By William Schomberg
LONDON (Reuters) – The Bank of England is expected to show on Thursday that interest rates are back on hold while it waits for signs of turnarounds in the slowing global economy and fading British wage growth.
Governor Mark Carney has made it clear over the past two weeks that the BoE will not join a recent round of action by other central banks, such as the U.S. Federal Reserve’s first rate hike since 2007 and the Bank of Japan’s move into negative borrowing costs.
Investors will take their cue for how long the BoE is likely to remain on the sidelines from the Bank’s latest economic forecasts, which it is due to publish at 1200 GMT, alongside its expected decision to keep rates on hold again. Carney will give a news conference at 1230 GMT.

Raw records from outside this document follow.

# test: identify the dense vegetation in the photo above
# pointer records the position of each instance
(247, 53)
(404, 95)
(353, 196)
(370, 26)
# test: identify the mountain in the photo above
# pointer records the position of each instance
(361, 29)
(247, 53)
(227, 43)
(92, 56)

Last year the BoE seemed to be preparing the ground for its first interest rate hike since 2007, after years of record-low 0.5 percent borrowing costs in the wake of the financial crisis.
But that was before financial markets went into their latest tailspin over China’s slowing economy, oil prices plunged again and a recovery in pay in Britain fizzled out.

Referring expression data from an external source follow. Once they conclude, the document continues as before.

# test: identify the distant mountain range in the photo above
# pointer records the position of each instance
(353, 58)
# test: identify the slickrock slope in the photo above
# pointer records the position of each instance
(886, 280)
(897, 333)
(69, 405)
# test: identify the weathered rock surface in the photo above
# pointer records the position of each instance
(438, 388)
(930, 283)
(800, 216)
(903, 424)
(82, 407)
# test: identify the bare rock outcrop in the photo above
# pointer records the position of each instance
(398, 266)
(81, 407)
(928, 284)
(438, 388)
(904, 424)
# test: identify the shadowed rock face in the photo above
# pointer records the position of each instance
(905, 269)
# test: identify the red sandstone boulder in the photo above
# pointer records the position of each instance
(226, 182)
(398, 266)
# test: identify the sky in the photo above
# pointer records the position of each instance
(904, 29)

“It’s quite striking how much has changed (since) the November inflation report,” said David Tinsley, economist at UBS. “(Policymakers) are going to find it quite hard to have a clear steer on where their new projections are going to lie relative to their November ones.”
Further complicating the outlook, Prime Minister David Cameron is expected to call a referendum on Britain’s place in the European Union in the coming months, which will unsettle investors and add to reasons for the BoE to sit tight.

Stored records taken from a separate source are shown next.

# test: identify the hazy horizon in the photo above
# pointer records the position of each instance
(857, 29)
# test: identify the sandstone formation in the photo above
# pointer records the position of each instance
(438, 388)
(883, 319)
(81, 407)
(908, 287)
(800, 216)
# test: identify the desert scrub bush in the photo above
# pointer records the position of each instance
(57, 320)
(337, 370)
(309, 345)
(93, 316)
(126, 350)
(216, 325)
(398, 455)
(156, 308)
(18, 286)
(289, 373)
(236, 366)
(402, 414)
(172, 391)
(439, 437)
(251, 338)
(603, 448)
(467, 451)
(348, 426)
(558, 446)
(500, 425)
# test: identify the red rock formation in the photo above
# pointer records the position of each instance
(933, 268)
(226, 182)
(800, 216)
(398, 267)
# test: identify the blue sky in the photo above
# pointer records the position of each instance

As a result, the Bank is expected to sound cautious on Thursday. It is likely to say Britain’s near-zero inflation will inch up even more slowly this year than it forecast in its last Inflation Report just three months ago.
Then, it said inflation would remain under 1 percent until the middle of this year. On Wednesday, the National Institute of Economic and Social Research, a think-tank, said consumer prices would only rise 0.3 percent this year.
If the BoE predicts an inflation rate that low for 2016 and cuts its growth forecast for Britain’s economy this year, investors might add to their bets that interest rates will not rise for yet another two years.
Financial markets were recently pricing in a slim chance of a cut in borrowing costs this year.
But some economists expect that the Bank will also increase its expectations for inflation in two and three years’ time to above its 2 percent target. That would act as a signal that it believes markets are too pessimistic about the chance of a pick-up in growth and inflation.
Carney said last week he expected solid growth among the world’s rich economies even if emerging nations were slowing, and surveys published this week suggested Britain had a better-than-expected start to the year.
Economists polled by Reuters expect the Bank to raise interest rates in November this year.